Soldados da unidade de elite estão dizendo "não mais!"

Michel Warschawski

Alternative News
Há um mês, durante a agressão criminosa contra Gaza, escrevi no meu blog "Mas, onde estão os refuseniks?1”. Há que recordar que durante a guerra no Líbano (1982-1985) e durante a Intifada (1987-1990) milhares de oficiais da reserva e soldados no ativo negaram-se a reintegrar as suas unidades, e centenas deles foram condenados a pequenas penas de prisão (digamos que só de várias semanas). Ficaram conhecidos como refuseniks.

Apesar da evidente natureza agressiva dos atuais ataques israelenses a Gaza dirigidos contra civis e que causaram mais de 2.000 mortos, nesta ocasião não houve movimento refusenik. Só uma meia dúzia de soldados se negou a intervir, o que está muito longe do que se pode chamar um movimento refusenik. Há que encontrar as razões disso nas mudanças estruturais que, durante as últimas duas décadas, se deram na sociedade israelita e, evidentemente, não foram em boa direção.

No entanto, há poucos dias, o jornal Yediot Aharonot, o diário israelense mais lido, publicou uma “carta aberta” assinada por 43 oficiais e soldados da reserva, em que anunciaram que a partir de agora negar-se-ão a servir nos territórios palestinos ocupados. Não se trata de uns soldados quaisquer: todos eles pertencem à Unidade 8200, uma das mais prestigiadas do corpo de segurança militar. Na carta denunciam o que durante anos têm estado a ordenar: espiar a vida privada de centenas de milhares de palestinos e utilizar a informação para chantagear e recrutar muitos deles como colaboradores das forças de ocupação. O objetivo da informação que reuniam era dirigido a "recrutar colaboradores e chantageá-los, inclusive mediante o uso de informação sobre a sua vida sexual, as suas doenças ou outros problemas de palestinos inocentes" (publicado no diário Haaretz, 15 de setembro de 2014).

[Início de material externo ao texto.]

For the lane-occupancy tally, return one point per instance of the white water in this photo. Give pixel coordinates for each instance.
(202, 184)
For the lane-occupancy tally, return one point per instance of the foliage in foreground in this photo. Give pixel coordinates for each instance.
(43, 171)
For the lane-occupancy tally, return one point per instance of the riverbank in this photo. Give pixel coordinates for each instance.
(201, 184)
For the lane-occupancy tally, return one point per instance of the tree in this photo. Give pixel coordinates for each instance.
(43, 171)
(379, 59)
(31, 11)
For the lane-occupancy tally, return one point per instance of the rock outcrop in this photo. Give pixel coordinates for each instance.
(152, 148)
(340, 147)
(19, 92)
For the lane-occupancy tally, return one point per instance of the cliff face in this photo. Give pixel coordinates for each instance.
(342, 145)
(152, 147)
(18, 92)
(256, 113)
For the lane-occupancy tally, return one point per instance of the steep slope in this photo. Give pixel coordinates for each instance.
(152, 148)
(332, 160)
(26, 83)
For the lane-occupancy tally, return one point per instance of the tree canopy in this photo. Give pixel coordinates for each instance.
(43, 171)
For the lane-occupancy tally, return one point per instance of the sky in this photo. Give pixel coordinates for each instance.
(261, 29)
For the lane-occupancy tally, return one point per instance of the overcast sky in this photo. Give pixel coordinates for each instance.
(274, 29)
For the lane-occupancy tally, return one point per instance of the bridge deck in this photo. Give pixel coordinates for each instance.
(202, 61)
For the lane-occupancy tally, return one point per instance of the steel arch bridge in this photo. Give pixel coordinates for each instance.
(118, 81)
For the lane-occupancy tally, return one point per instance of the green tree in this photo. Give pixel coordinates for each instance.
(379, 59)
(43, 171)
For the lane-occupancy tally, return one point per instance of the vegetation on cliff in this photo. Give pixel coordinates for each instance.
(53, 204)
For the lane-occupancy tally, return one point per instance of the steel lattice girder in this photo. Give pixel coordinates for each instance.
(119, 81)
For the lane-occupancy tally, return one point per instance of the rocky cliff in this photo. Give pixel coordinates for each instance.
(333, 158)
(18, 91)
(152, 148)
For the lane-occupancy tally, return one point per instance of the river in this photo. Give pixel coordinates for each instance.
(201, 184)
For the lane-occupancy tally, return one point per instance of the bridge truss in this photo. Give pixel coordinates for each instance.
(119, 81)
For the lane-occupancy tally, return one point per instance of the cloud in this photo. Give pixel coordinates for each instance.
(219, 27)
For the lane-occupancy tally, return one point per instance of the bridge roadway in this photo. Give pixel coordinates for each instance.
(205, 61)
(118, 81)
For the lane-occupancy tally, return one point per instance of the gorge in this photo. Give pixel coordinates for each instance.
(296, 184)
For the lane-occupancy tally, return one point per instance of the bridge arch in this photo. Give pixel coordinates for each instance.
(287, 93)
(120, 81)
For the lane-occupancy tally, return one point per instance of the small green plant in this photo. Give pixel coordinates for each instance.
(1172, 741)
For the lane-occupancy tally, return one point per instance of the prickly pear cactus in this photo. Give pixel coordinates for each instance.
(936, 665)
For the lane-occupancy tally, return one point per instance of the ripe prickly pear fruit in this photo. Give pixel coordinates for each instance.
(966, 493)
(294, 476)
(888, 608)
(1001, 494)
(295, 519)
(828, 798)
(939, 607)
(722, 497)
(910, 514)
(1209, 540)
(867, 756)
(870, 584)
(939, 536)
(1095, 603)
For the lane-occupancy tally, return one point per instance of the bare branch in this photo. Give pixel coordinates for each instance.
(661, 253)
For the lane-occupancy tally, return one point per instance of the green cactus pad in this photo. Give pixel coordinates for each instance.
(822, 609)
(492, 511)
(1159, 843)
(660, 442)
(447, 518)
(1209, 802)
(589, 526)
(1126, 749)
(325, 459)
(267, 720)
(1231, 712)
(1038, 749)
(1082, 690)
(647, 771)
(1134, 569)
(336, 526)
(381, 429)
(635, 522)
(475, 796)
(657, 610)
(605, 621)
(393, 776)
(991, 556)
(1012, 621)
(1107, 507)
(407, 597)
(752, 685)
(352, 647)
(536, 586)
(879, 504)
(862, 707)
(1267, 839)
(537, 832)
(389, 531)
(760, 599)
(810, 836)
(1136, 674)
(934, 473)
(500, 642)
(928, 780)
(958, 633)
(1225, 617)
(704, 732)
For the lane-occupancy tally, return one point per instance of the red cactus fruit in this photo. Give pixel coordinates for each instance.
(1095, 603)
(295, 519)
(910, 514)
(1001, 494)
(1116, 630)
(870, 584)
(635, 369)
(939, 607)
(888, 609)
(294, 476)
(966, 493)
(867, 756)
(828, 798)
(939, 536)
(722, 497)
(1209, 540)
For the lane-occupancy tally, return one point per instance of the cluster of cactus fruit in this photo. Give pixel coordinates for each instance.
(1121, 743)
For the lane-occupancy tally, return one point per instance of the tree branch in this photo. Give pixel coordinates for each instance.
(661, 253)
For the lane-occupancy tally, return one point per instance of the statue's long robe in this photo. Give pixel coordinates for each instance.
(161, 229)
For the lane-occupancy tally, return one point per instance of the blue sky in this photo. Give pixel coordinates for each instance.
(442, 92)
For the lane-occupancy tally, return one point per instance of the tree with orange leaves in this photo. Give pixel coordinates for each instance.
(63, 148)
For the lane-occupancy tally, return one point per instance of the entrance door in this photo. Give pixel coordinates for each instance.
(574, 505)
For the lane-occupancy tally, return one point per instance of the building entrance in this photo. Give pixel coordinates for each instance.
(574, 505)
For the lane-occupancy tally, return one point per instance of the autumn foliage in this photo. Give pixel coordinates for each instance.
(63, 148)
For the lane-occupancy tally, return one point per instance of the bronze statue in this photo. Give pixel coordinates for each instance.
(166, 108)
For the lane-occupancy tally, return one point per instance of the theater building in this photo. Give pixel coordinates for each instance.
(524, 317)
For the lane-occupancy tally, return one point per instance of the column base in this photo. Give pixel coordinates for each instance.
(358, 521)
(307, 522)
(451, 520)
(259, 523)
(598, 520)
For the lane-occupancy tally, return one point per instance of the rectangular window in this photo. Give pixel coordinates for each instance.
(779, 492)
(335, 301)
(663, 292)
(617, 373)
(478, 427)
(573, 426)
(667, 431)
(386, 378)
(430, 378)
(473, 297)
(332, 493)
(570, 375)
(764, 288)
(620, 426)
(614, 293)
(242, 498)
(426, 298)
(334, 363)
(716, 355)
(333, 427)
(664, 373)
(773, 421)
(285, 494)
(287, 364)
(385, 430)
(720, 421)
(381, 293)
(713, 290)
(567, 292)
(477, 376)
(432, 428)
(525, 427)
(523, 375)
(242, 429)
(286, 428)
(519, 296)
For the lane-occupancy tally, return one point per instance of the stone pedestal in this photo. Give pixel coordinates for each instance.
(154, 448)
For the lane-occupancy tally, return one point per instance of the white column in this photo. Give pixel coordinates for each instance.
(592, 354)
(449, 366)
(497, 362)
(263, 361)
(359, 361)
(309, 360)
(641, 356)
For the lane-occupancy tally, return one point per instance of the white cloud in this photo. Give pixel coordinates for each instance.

A classe política reagiu de forma brutal: "põem em perigo a segurança de Israel", disse o primeiro-ministro Benjamin Netanyahu; e o Ministro da Defesa acrescentou: "estão a atirar lenha para a fogueira da campanha internacional de deslegitimação contra Israel". O ministro dos transportes, Israel Katz, sugeriu que fossem transladados como simples soldados para Neguev, e o presidente do Comitê de Segurança e Relações Externas do Parlamento, Zeev Elkin, acusou-os de "darem uma facada nas costas ao Exército israelense". O general (na reserva) Hanan Gefen, ex chefe dessa unidade de elite, foi ainda mais longe: "devem ser levados às salas de interrogatório do SSG (Serviço de Segurança Geral) ou da segurança militar". A "esquerda" não foi melhor que a direita, e como de costume, Yair Lapid foi um dos piores na denúncia da “carta aberta” dos soldados.

Uma vez mais, o diário Haaretz constitui uma exceção. No seu editorial de 15 de setembro, intitulado "Escutem os refuseniks", pode ler-se: "Seria bom que os chefes dos aparelhos de segurança e os líderes do Estado compreendessem que este protesto vem do próprio coração de uma unidade de elite como a Unidade 8200. O que deveria ter provocado indignação não é a sua posição, mas sim o que isto significa (...) Em lugar de atacar os 43 subscritores, seria mais sábio escutar o que têm para dizer".

Se os membros da Unidade 8200 estão a levantar a bandeira da rejeição, pode prever-se que uma nova onda de soldados de outras unidades dirá "não mais!" A estação seca da rejeição de que me queixava há um mês, está a chegar ao fim. Que assim seja!